Les échantillons de sang ont montré que le nombre de vésicules neuronales transportant des protéines impliquées dans la sensibilité à l'insuline augmentait après chaque entraînement, Akt étant le plus remarquable.
« Nous avons montré pour la première fois que l'exercice avait un impact sur la signalisation de l'insuline provenant des vésicules extracellulaires neuronales en relation avec les améliorations cliniques de la glycémie », a déclaré Malin. « Et nous utilisons ces vésicules extracellulaires neuronales comme indicateur de la sensibilité cérébrale à l'insuline. »
L'exercice est donc potentiellement capable d'améliorer la capacité du cerveau à répondre à l'insuline pour la fonction neuronale, a-t-il déclaré.
L'insuline est une hormone de plus en plus reconnue pour réguler la cognition, le processus mental d'acquisition de connaissances par la pensée, l'expérience et les sens. Le prédiabète est un problème de santé grave qui survient lorsque la glycémie est supérieure à la normale, mais pas suffisamment pour être diagnostiquée comme un diabète de type 2. Les personnes atteintes de prédiabète courent le risque d'avoir des niveaux d'insuline insuffisants dans leur corps, en particulier dans le cerveau, ce qui augmente les risques de développer des maladies de démence telles que la maladie d'Alzheimer, a déclaré Malin.
L'insuline joue également un rôle crucial dans la formation de la mémoire, le rappel, la vitesse de traitement et le fonctionnement des synapses, structures qui permettent aux cellules cérébrales de communiquer entre elles.
« Si l'insuline est insuffisante dans le cerveau, cela signifie non seulement que les cellules cérébrales deviendront potentiellement dysfonctionnelles, mais qu'elles risqueront également de ne pas interagir correctement entre elles », a déclaré Malin. « C'est comme jouer au téléphone avec un ami. À un moment donné, le message se perd lorsque le cerveau devient résistant à l'insuline. »
On pense depuis longtemps que l’exercice améliore la cognition, mais les mécanismes impliqués restent flous. Des études antérieures ont mis en évidence qu'une glycémie élevée contribue à une diminution de la capacité du cerveau à mémoriser des informations et à en apprendre de nouvelles.
Malin a déclaré que l'insuline, qui est produite par le pancréas et se déplace vers le cerveau pour remplir ses fonctions, joue un rôle central dans la promotion du flux sanguin cérébral et du fonctionnement neuronal pour la cognition.
« Nos travaux suggèrent que les thérapies ciblant l'action de l'insuline dans le cerveau pourraient prévenir la démence », a déclaré Malin.
Dans une nouvelle étude, Malin et ses collègues examinent si une seule séance d’exercice peut améliorer la capacité de l’insuline intranasale à soutenir la santé cognitive des adultes vieillissants obèses en mesurant le flux sanguin cérébral et les vésicules extracellulaires neuronales.
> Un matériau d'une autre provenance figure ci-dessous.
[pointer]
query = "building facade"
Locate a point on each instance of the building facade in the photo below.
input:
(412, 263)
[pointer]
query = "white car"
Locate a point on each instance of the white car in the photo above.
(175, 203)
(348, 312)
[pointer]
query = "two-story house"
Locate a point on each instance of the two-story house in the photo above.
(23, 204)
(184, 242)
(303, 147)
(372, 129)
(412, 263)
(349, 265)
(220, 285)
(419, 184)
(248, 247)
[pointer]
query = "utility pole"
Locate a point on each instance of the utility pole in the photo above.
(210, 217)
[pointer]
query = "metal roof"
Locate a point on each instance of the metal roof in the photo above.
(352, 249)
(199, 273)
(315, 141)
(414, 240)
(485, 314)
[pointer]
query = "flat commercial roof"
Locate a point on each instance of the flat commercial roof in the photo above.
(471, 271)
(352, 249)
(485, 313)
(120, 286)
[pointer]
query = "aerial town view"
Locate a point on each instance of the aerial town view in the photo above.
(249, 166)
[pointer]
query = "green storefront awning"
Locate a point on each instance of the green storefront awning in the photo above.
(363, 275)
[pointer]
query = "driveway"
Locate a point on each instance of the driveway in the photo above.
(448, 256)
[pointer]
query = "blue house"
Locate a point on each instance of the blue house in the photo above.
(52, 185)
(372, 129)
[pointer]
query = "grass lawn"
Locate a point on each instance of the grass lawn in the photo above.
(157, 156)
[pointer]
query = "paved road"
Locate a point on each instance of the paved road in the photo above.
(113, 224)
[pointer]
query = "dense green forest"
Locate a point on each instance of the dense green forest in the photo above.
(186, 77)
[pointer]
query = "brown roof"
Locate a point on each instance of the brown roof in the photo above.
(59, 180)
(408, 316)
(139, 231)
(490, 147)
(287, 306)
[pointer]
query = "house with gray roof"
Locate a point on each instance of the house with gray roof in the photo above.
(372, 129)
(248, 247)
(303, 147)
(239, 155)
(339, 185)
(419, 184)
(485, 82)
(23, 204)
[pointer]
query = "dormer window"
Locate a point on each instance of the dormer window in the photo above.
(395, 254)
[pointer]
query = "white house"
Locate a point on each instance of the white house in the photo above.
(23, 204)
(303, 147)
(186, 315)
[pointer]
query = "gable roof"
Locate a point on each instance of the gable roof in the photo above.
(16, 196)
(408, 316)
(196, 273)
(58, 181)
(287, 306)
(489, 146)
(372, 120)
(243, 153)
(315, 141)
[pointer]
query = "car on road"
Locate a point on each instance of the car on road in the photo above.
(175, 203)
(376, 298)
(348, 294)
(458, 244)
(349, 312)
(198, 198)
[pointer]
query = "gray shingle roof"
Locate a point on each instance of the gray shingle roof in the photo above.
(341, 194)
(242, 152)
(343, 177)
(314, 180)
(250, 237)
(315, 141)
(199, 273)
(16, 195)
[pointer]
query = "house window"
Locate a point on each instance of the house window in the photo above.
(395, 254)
Leurs projets futurs sont de mener une étude d’entraînement physique à long terme qui évalue les améliorations de la sensibilité cérébrale à l’insuline par rapport à la cognition chez les personnes âgées.
Parmi les autres scientifiques de Rutgers participant à l'étude figuraient Michal Beeri, directeur du centre de recherche Herbert et Jacqueline Krieger Klein sur la maladie d'Alzheimer à la faculté de médecine Rutgers Robert Wood Johnson ; et Daniel Battillo, doctorant au programme d'études supérieures en kinésiologie et physiologie appliquée. Parmi les scientifiques de l'Institut national sur le vieillissement de l'Institut national de la santé impliqués dans l'étude figuraient Dimitrios Kapogiannis, Maja Mustapic et Francheska Delgado-Peraza.